In Lausanne, sagt Trachsel um Viertel vor neun von der Stuttgarter Bühne herunter, seien Hunderte Menschen mitten in der Stadt gestanden und hätten geschrieen: "Jesus, Jesus! Hunderte Menschen wurden das erste Mal errettet!" Jean Luc Trachsel kommt aus der Schweiz: "Nach seinem Studium hat Gott ihn umgehend in leitender Position in einer Schweizer Bank platziert", steht auf der Homepage des Gospel Forums. Heute ist er Geschäftsführer einer Schweizer Kosmetikfirma, die Nagellack, Shea-Butter und Peeling verkauft, Marketingfachmann und Direktor der International Assosiation of Healing Ministries, selbst übrigens auch Heiler, auch in Stuttgart: "Viele (seiner Zuhörer) werden übernatürlich geheilt und errettet", schreibt das Gospel Forum über ihn.

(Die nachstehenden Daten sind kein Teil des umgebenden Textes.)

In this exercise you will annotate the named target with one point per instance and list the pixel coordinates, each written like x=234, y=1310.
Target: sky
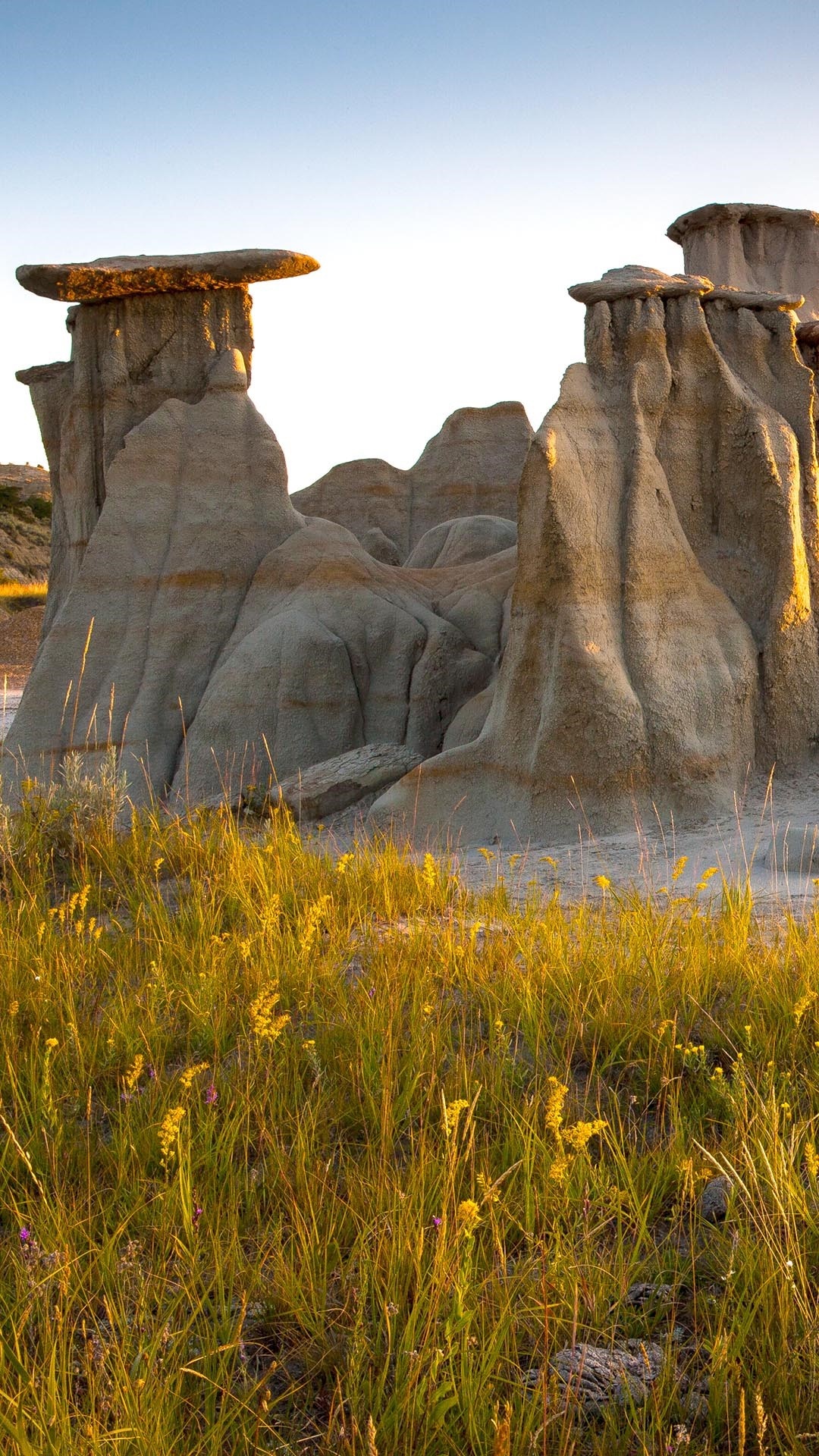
x=452, y=166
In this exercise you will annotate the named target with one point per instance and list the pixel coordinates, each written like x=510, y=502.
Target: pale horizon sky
x=453, y=172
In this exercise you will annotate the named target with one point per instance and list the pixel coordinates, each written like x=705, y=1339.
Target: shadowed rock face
x=200, y=622
x=471, y=468
x=129, y=357
x=651, y=639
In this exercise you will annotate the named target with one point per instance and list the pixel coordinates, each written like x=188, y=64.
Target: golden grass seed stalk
x=384, y=1247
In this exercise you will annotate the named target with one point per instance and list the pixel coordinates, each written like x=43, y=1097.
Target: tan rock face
x=664, y=628
x=121, y=277
x=649, y=639
x=755, y=248
x=146, y=329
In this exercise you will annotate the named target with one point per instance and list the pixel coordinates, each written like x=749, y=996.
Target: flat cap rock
x=717, y=213
x=175, y=273
x=639, y=281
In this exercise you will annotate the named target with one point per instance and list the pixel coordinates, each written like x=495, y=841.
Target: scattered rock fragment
x=338, y=783
x=713, y=1201
x=599, y=1378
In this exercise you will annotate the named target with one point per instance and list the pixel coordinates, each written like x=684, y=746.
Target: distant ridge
x=25, y=523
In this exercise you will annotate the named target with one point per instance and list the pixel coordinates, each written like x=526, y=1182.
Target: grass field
x=315, y=1153
x=22, y=593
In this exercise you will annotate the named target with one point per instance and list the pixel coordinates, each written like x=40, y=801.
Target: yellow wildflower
x=264, y=1024
x=134, y=1072
x=169, y=1134
x=554, y=1106
x=468, y=1216
x=187, y=1076
x=428, y=873
x=452, y=1112
x=803, y=1005
x=580, y=1134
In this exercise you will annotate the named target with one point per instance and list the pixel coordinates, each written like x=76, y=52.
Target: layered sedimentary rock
x=648, y=642
x=202, y=623
x=146, y=329
x=471, y=468
x=194, y=501
x=664, y=631
x=754, y=248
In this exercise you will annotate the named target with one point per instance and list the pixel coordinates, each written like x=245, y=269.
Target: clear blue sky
x=452, y=166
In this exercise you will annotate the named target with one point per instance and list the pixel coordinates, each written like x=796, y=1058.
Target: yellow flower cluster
x=265, y=1024
x=314, y=918
x=579, y=1134
x=169, y=1134
x=803, y=1003
x=452, y=1114
x=134, y=1072
x=468, y=1216
x=187, y=1076
x=569, y=1139
x=554, y=1106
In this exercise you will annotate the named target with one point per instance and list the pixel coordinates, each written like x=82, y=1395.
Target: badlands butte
x=613, y=615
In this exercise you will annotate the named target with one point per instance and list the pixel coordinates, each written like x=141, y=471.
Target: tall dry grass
x=315, y=1153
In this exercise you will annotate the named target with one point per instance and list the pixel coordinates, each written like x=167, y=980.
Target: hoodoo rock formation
x=651, y=639
x=664, y=635
x=199, y=620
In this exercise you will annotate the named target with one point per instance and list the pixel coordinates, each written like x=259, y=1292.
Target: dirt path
x=19, y=635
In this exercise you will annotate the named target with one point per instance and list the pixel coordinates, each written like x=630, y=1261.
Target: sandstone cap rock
x=639, y=281
x=739, y=213
x=175, y=273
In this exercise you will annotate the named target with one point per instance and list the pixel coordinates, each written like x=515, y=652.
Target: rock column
x=143, y=331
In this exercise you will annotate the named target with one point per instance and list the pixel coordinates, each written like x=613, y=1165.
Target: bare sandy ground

An diesem Abend ist er weniger für Übernatürliches denn für Weltliches zuständig, der Kassenwart des Herrn sozusagen. Die Schleyerhalle im Rohzustand koste schon 120 000 Euro, "so you can make the calculation", was das für die gesamte Tour koste. "Ich weiß, dass ihr nicht viel habt, aber das, was ihr habt, könnt ihr geben", sagt er. Die Holy Spirit Night sei ein Schlüssel für Europa, um Erweckung zu säen. "Und heute Abend geben wir dir die Gelegenheit, Teil dieser Bewegung zu sein. Ich weiß, dass ihr Tickets gekauft habt, aber die Karten decken nicht die Gesamtkosten", sagt er. Außerdem, da sei er nahezu sicher, seien im Raum auch Leute wie er selbst, vielleicht sogar welche, die noch mehr Geld haben. "Dann kannst du ein besonderes Opfer geben. Seid großzügig. Es ist etwas, das direkt aus dem Himmel kommt." Und dann sagt er: "Gott segne euch alle. Gott segne euer Geschäft."
Her mit dem Mammon!
Draußen werden Devotionalien verkauft, Kreuze, Anhänger, gepresste Handtücher in Fischform. An einem Stand wird ein Jahr Selbstfindungs-Vollzeitkurs in Konstanz bei Hillsong Germany angeboten, einem Ableger der Hillsong Church, Australien. An den Wänden hängen große Poster, auf denen die Gäste ihre Gebetsanliegen notieren können: Segenswünsche für Schwerkranke, Abhängige, für einen guten Arbeitsplatz, "für unsere Ehe, dass der Herr uns einigt und wir seinen Dienst tun können", oder auch, "dass Gott mich davon freisetzt, dass ich immer alle Männer abchecke". Fairliebt nennt sich die Organisation, die über "Körper, Freundschaft, Sexualität" aufklären will. Am Fairliebt-Stand gibt es ein Kreuzworträtsel-Gewinnspiel: 8. Weibliches Geschlechtshormon, 9. Männliches Geschlechtshormon, 13. Bund fürs Leben.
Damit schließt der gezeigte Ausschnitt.